Y’all must be a bunch of high-rollers or a handful of tight-asses. We don’t know but you are sure blowing up our Venmo timelines. But it’s the shit you “claim” the transaction is for that is rather questionable. While we know you Tigers are nothing but honest, there are a few trends The Black Sheep has seen we just can’t get over.

8.) Piano Emoji: 

Dear friend, for all the money you spent on me at Piano, thank you. Sincerely, a hungover friend.

7.) Books Emoji: 

When that student charge just don’t cut it, you friend, are a true savior. Now treat yo self!

6.) Cookie Emoji: 

Whether it’s Hot Box Cookies or Insomnia, it doesn’t matter.
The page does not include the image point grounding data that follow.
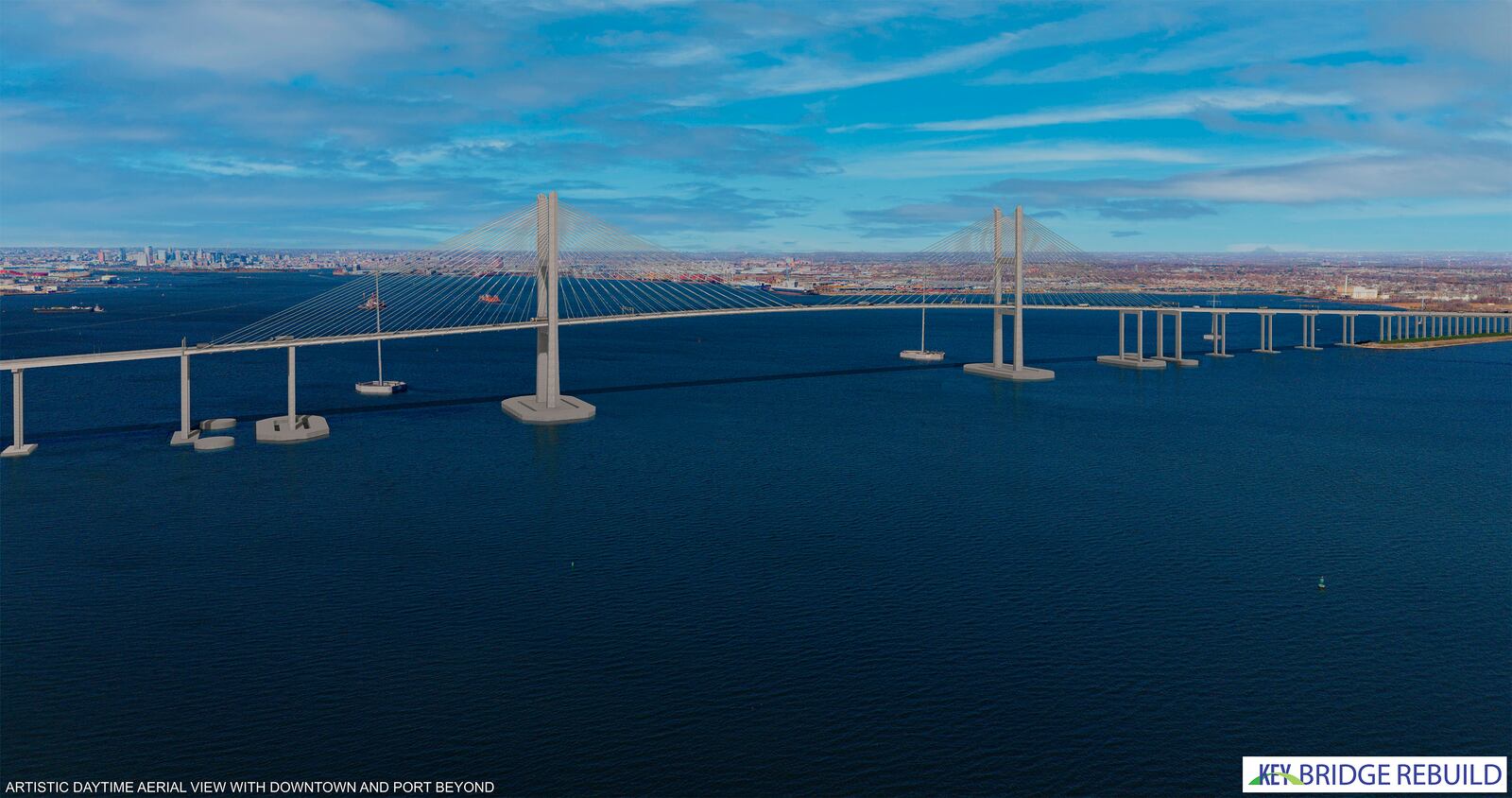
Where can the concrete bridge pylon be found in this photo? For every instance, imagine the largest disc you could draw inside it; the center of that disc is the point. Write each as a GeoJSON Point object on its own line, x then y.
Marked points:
{"type": "Point", "coordinates": [548, 406]}
{"type": "Point", "coordinates": [1017, 371]}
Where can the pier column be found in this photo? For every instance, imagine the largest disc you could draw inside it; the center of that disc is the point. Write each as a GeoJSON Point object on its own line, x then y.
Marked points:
{"type": "Point", "coordinates": [1018, 371]}
{"type": "Point", "coordinates": [548, 406]}
{"type": "Point", "coordinates": [19, 446]}
{"type": "Point", "coordinates": [1178, 336]}
{"type": "Point", "coordinates": [291, 384]}
{"type": "Point", "coordinates": [183, 436]}
{"type": "Point", "coordinates": [292, 428]}
{"type": "Point", "coordinates": [997, 287]}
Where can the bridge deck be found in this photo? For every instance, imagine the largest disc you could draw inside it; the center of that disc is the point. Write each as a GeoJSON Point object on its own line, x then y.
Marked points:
{"type": "Point", "coordinates": [45, 361]}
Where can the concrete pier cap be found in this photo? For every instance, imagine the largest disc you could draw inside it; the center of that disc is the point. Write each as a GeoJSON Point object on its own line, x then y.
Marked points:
{"type": "Point", "coordinates": [302, 428]}
{"type": "Point", "coordinates": [567, 409]}
{"type": "Point", "coordinates": [1009, 373]}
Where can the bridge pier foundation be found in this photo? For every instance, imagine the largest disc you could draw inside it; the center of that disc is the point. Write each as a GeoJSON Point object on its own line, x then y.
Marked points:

We all know you had your sweet tooth cravings and only the best roommate around was nice enough to pick you some up on her way home from Mizzou Rec where her New Years’ Resolution to eat healthy was tempted by your lack of self-control. 

5.) Pizza Emoji: 

We know you got your Gumby’s fix and that is quite all right; unfortunately, you don’t get paid til’ Friday. Lucky for you, bae is funded by none other than his loaded parents. You’re not far enough in your relationship to let it slide… you pay him back anyway. Girl let him treat you! It’s the beginning of the semester and we all need a little good binge food.

4.) Basketball Emoji: 

While Mizzou tickets never really belong to us students after all, we still manage to sell them regardless. Sometimes for free… but there’s always that loser who can scrounge $10 out of just about anybody. Get you that front row seat and watch a Porter-less team kick some ass.

3.) Beer Mug Emoji: 

No explanation needed.

2.) House Emoji: 

When you live at The Rise, you can’t help but fall a bit short on rent unless daddy is footing the bill… so sometimes you gotta cover for your fam. At least they’re attempting to pay you back. Hang in there. 

1.) Car Emoji: 

Those who don’t have a car know this all too well. You can only ride your bike around town for so long or so far. Groceries don’t carry themselves either. If you’re the good friend who chips in a bit for gas, well… you’re a God-send. Bless up!

Not all college students are as stingy as you Tigers, but those of you that are have a very active Venmo TL. While we don’t know how legit your transactions are, we do know that it’s sure entertaining to scroll through. Yes, we’re all broke, but keep being good citizens.